Wisconsin Alzheimer's Disease Research Center
J5/156M, Clinical Science Center
600 Highland Avenue
Madison, WI, 53792
My research focuses on clarifying how alterations in the brain and other biomolecules (such as cerebrospinal fluid β-amyloid) place some cognitively-normal individuals on a pernicious trajectory that culminates in probable Alzheimer’s disease. In this context, I am also interested in discovering new knowledge concerning the modulation of the link between brain changes and cognitive decline by both modifiable (e.g., cognitively-stimulating activities, physical exercise) and non-modifiable (e.g., genetic vulnerability) factors.

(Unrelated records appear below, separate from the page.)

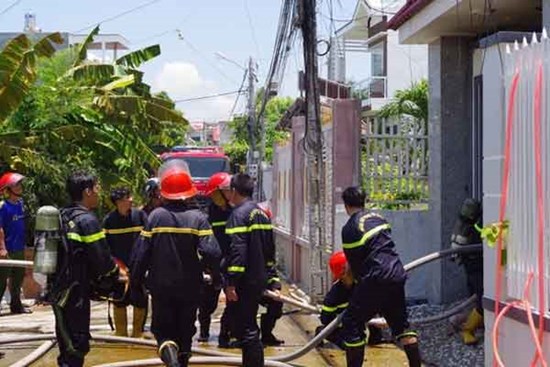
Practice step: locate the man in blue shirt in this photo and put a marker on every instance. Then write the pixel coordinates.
(12, 237)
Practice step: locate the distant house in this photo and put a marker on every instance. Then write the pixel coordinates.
(470, 74)
(103, 43)
(393, 66)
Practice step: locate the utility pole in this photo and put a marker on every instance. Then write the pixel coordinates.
(252, 166)
(319, 249)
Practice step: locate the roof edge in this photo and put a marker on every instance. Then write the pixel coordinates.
(407, 12)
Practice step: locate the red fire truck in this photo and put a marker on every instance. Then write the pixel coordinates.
(203, 162)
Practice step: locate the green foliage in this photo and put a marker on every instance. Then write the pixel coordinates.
(412, 102)
(237, 149)
(100, 117)
(18, 68)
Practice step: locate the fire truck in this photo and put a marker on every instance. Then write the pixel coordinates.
(203, 162)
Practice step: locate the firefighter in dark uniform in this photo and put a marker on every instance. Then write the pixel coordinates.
(219, 210)
(380, 277)
(122, 227)
(466, 234)
(337, 300)
(251, 249)
(84, 268)
(176, 240)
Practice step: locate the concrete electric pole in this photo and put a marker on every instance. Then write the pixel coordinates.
(317, 210)
(252, 164)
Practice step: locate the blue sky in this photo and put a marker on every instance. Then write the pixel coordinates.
(209, 26)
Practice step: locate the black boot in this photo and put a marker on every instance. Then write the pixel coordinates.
(413, 354)
(169, 354)
(267, 324)
(355, 356)
(204, 331)
(183, 359)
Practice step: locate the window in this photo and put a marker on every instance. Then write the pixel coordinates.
(378, 62)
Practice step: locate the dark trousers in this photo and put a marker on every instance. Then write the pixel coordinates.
(246, 309)
(369, 298)
(16, 276)
(268, 319)
(473, 265)
(72, 329)
(227, 322)
(208, 303)
(174, 319)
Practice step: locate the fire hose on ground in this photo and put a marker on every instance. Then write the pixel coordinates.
(224, 357)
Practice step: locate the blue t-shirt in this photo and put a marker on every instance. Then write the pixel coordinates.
(12, 221)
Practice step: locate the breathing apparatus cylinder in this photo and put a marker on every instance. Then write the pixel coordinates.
(47, 238)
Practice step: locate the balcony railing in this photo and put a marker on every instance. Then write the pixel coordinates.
(373, 87)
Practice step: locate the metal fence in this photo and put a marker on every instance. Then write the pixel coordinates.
(395, 163)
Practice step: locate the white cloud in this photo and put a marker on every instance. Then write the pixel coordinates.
(182, 80)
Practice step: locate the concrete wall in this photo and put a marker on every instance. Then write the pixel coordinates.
(406, 63)
(411, 231)
(450, 142)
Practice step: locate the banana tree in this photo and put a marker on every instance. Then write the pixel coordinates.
(18, 68)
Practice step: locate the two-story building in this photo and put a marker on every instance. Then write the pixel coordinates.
(393, 66)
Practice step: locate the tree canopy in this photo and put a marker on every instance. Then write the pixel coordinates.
(60, 112)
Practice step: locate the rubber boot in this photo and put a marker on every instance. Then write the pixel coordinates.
(474, 321)
(355, 357)
(204, 331)
(253, 354)
(413, 354)
(183, 359)
(168, 353)
(267, 324)
(137, 323)
(121, 321)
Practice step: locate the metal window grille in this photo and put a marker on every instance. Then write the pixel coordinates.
(522, 241)
(395, 162)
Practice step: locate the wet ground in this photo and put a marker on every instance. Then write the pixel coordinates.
(295, 329)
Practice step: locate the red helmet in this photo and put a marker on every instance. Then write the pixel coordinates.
(337, 264)
(10, 179)
(176, 184)
(218, 181)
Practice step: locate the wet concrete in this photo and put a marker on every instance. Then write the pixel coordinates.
(296, 330)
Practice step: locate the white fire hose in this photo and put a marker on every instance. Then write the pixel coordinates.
(227, 358)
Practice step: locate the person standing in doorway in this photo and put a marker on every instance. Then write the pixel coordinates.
(12, 238)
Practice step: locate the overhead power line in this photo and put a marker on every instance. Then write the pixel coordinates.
(207, 96)
(119, 15)
(252, 30)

This program of research leverages the broad state-of-the-art resources available at the University of Wisconsin-Madison (UW) including the Wisconsin Alzheimer’s Disease Research Center, the Wisconsin Registry for Alzheimer’s Prevention, the Waisman Laboratory for Brain Imaging, and the UW Biotechnology Center. It involves partnerships with colleagues in neuroradiology, medical physics, exercise science, biostatistics, computer science, genetic epidemiology, and clinical chemistry; and has been generously supported by the NIA, the American Federation for Aging Research (AFAR), the John A. Hartford Foundation, the Alzheimer’s Association, and the UW Institute for Clinical and Translational Research.